The Grind and How to be Crazy

A recent Monday I came into work and my coworker asked me about my weekend.

“It was pretty good, I had a really fun brick workout this Saturday!”
He proceeded to say, “I assume every workout you do is fun to you though, right?”
“Well, no, some of them really suck. And some of them I just don’t want to do at all.”

This was when I got a slight smirk. A smirk that said “I knew you were crazy for training for this Ironman, but you must really be crazy if you don’t enjoy all of it.”

Reflecting on the word “fun” is like reflecting on the word “happy”. When I think of the word fun, I think of roller coasters. I think of playing games and laughing. It’s a state of being that, in all actuality, is rather fleeting. Just like how the word happy implies a state of permanence. Am I unhappy? Absolutely not. But I don’t sit at my desk at work all day with a grin on my face. I really felt that this concept was opened up to me by The Oatmeal’s Cartoon: How to Be Perfectly Unhappy. You can find it here.

Triathlon is my passion. At this point in my life, I wouldn’t want to spend the majority of my free time any other way. At times, it is truly fun, I love the feeling of the wind in my face on my bike and the cruising feeling I get when I reach a runner’s high. But today, in February, those times are few and far between. It’s dark. It’s cold. I’m tired. I’ve been training for two months and have yet to see the sun actually rise during my morning workouts. And the after-work training is no different.

Me getting home from swimming on a particularly chilly morning

I’ve had some really hard days. And I know I’m not even into the hardest part of my training. I’ve had days where my legs seem to be literally screaming at me to stop. I’ve had nights where the stress of work and personal life cause me to sleep in my own tears, yet somehow, I still get out of bed when that 4:30 am alarm rudely yanks me awake. There are times when I want nothing more than to come home and eat a pint of ice cream in bed, but I’m dragging myself to the gym.

So how do I do it? Why am I so crazy? I have a hard time explaining it even to myself. I’m perplexed at my willpower to continually pursue an exhausted and sore state. I’ve thought, there must be a girl in my brain who slaps a button whenever I feel unmotivated, and it plays a montage of sappy Ironman finisher and inspirational videos like this one. Certainly, there are times when I’m reaching the end of a particularly long workout and I can envision crossing that line, with tears in my eyes. But not all the time.
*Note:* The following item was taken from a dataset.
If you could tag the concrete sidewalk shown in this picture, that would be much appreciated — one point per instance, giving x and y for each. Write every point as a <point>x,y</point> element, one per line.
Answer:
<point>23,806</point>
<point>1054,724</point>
If you had the attention span to read that whole Oatmeal comic, you might be thinking what I’m thinking. I’m in the pursuit of more than momentary comfort. And I’m definitely past the pursuit of a healthy lifestyle/bikini body. This may even be a little bit unhealthy. I’m driven to see how capable my body can become. I’m curious to see if there are limits to my dreams. I may be exhausted all the time, but I’m getting stronger. Like Matt Inman said, “I want to hurt so I can heal”. Every time I think I’m gonna break, I come back able to run faster, bike stronger, swim harder.

Bringing things full circle, a huge reason I’m training and racing is for my mom. My mom once told me that out of the 6 marathons she did, only the first one was actually fun. The rest, she was in and out of ambulances, battling knee pain, and she almost always felt like throwing up. Why the heck would someone not learn from the second marathon?! The third even!? Why on earth would she do six!? Through this process, I’m finding that I’m a lot like my mom. I’m a bit of a masochist, and seem to enjoy suffering. But there truly is nothing like achieving what you thought was impossible, and I’m in search of that.
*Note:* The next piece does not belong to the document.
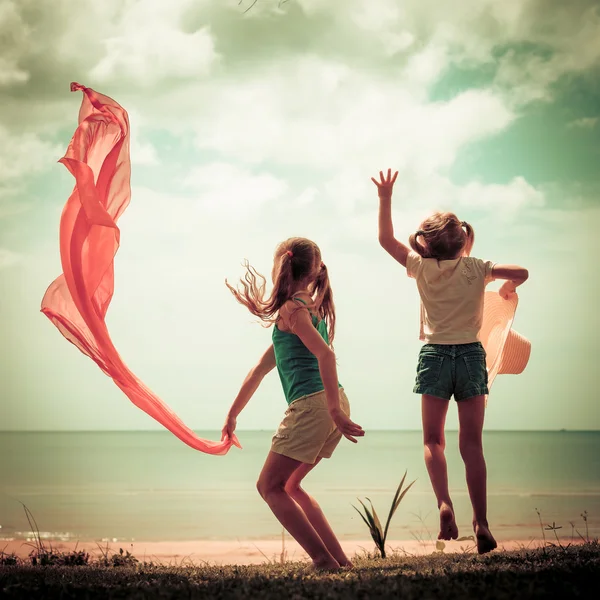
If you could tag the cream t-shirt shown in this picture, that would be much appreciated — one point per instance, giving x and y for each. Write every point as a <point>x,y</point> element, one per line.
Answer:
<point>451,297</point>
Honest moment here. My mom has been dealt a crappy hand. She never smoked. Never drank. SHE RAN MARATHONS. And she has terminal lung cancer. I’m never going to minimize how sucky that is for her, and for me, as her daughter, to always have on our minds. It’s easy to get caught up into thinking “I don’t deserve this. The universe is pitted against us.” But instead we move forward and make the absolute best of it.


My guess is that a lot of people are dealt “crappy hands”. All over the world, people go to bed hungry, women are harmed, and children lose their parents. As much as I want to be stressed about my mom, my personal life, my job, I try my best to think of how blessed I actually am. My friend and former teammate Valerie Snider said it best in a Facebook status. How fortunate am I that I get to be a woman engineer. I get to race in spandex and wear swimsuits without being ostracized or harmed. I have the luxury and time to train for an Ironman without worrying about where my next meal will come from (more like where can I find a bowl of ice cream). And I have the most loving, funny, and supportive family in the whole world. While I have these things, I’m going to make the best of them and take full advantage of all that my wonderful life has to offer. Today, that means dragging myself out of bed at 4:30 to see how strong I can be.